Trattenne il respiro, appena iniziai ad accarezzarlo. Aggrottò la fronte, come sofferente. Si mise il preservativo velocemente. Lo guardai negli occhi, spostandomi leggermente sotto di lui, affinché riuscissi ad accoglierlo: un suo movimento, e sarebbe stato dentro di me.

I suoi occhi non lasciarono i miei. Si abbassò totalmente e lo sentii. Trasalii leggermente, spalancando gli occhi. Lo sentii gemere rumorosamente. Posò la fronte sulla mia spalla e si fermò. Guardai in basso, era ancora a metà. 

- Cazzo... - grugnì. 

Capii che stava cercando di trattenersi per non farmi troppo male. Dopotutto, stavo provando un leggero dolore. Aggrottai la fronte, confusa. 

- D - mi chiamò Ryan, il tono roco. Mi baciò, gemendo dentro la mia bocca. Quel rumore che tanto mi piaceva, mi spinse a roteare leggermente il bacino. Lo sentii entrare totalmente dentro di me.

Inarcai la schiena, annaspando. Lo baciai affondo, con passione, mentre iniziavamo a muoverci lentamente. 

Sembrò lasciarsi andare, mugolando e gemendo, facendomi tremare contro di lui. Nonostante i movimenti lenti, mi sentii esplodere poco dopo. Strinsi gli occhi, muovendomi contro di lui. E questo lo spinse ad accelerare i movimenti, entrando dentro di me con più convinzione. 

- Mio - mi mormorò all'orecchio. - Questo è stato mio. 

Arrossii, imbarazzata.

Mi morse il labbro inferiore, entrando con più prepotenza. - Non esserne imbarazzata - mi ammonì. Una mano mi strinse un seno con possessione. 

Lo spinsi a muoversi più velocemente, sentendo di nuovo quella dolce pressione crescere dentro di me. - Così - mormorai. 

- Mmh - mugolò lui, dandomi esattamente quello di cui avevo bisogno. 

Lo guardai, poco dopo, perdere il controllo. Lo trovai maledettamente eccitante. Si iniziò a muovere velocemente, dandomi a volte delle stoccate. Abbassò lo sguardo sul mio corpo, aggrottando la fronte.

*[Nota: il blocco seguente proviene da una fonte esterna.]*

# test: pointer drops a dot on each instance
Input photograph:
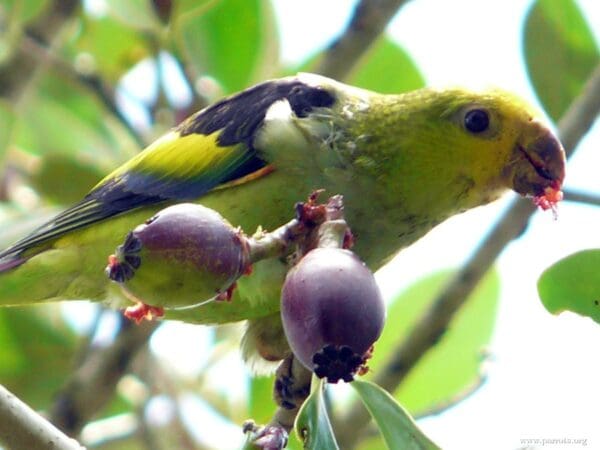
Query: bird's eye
(477, 120)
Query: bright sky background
(543, 379)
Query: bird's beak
(539, 163)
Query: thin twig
(432, 325)
(21, 428)
(368, 22)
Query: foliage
(72, 121)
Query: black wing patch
(237, 118)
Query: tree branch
(368, 22)
(21, 428)
(432, 325)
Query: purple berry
(332, 312)
(182, 256)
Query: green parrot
(404, 163)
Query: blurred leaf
(62, 117)
(260, 400)
(560, 53)
(23, 11)
(64, 179)
(228, 40)
(7, 121)
(138, 14)
(112, 46)
(573, 284)
(399, 430)
(35, 352)
(312, 424)
(388, 69)
(452, 366)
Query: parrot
(404, 163)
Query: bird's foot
(269, 437)
(140, 311)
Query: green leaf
(7, 121)
(260, 402)
(55, 168)
(23, 10)
(388, 69)
(138, 14)
(229, 40)
(573, 284)
(112, 46)
(35, 352)
(453, 366)
(560, 53)
(312, 424)
(399, 430)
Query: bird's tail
(10, 262)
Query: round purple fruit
(184, 255)
(332, 312)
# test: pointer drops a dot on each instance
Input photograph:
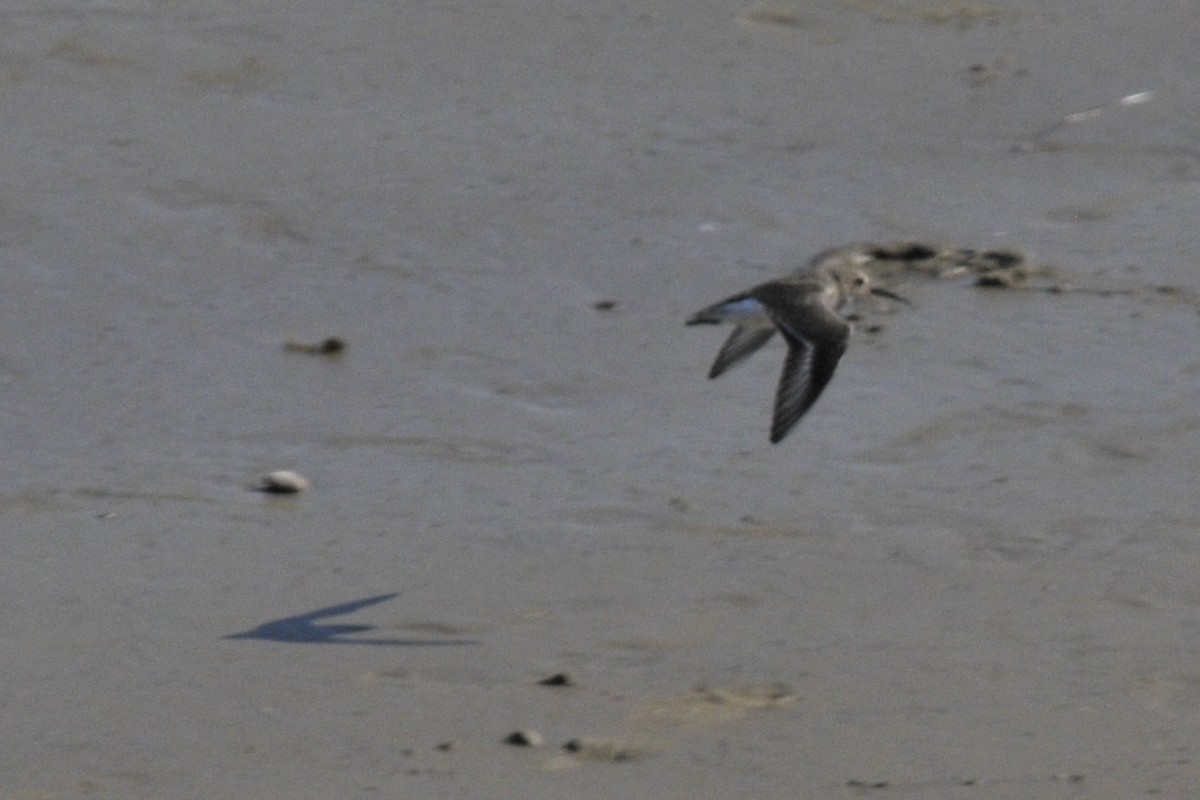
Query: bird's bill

Sentii di nuovo il piacere crescere dentro di me, fino al punto di non ritorno. Mi mossi freneticamente insieme a lui e mi sentii esplodere nuovamente. Strinsi le coperte. Tremai vergognosamente. 

Poche stoccate dopo, lo sentii irrigidirsi addosso a me. - Deitra! - esclamò, sussultando. 

Sgranai gli occhi, mentre ancora mi muovevo in preda al piacere.

Entrambi con il respiro corto, ci guardammo per alcuni secondi, come increduli. Potevo sentire il mio cuore battere forte. Lo poteva sentire anche lui?

Si sdraiò accanto a me, rivolto verso il soffitto, senza dire una parola. 

– Dormi con me – dissi.

Alzò la testa, preoccupato. – Daniel potrebbe...

– Digli che dormi da Katy.

Strinse i denti, affatto convinto. – Un'altra bugia.

– Dormi con me, Ry – ripetei.

Mi guardò per secondi che sembrarono interminabili. – Sì.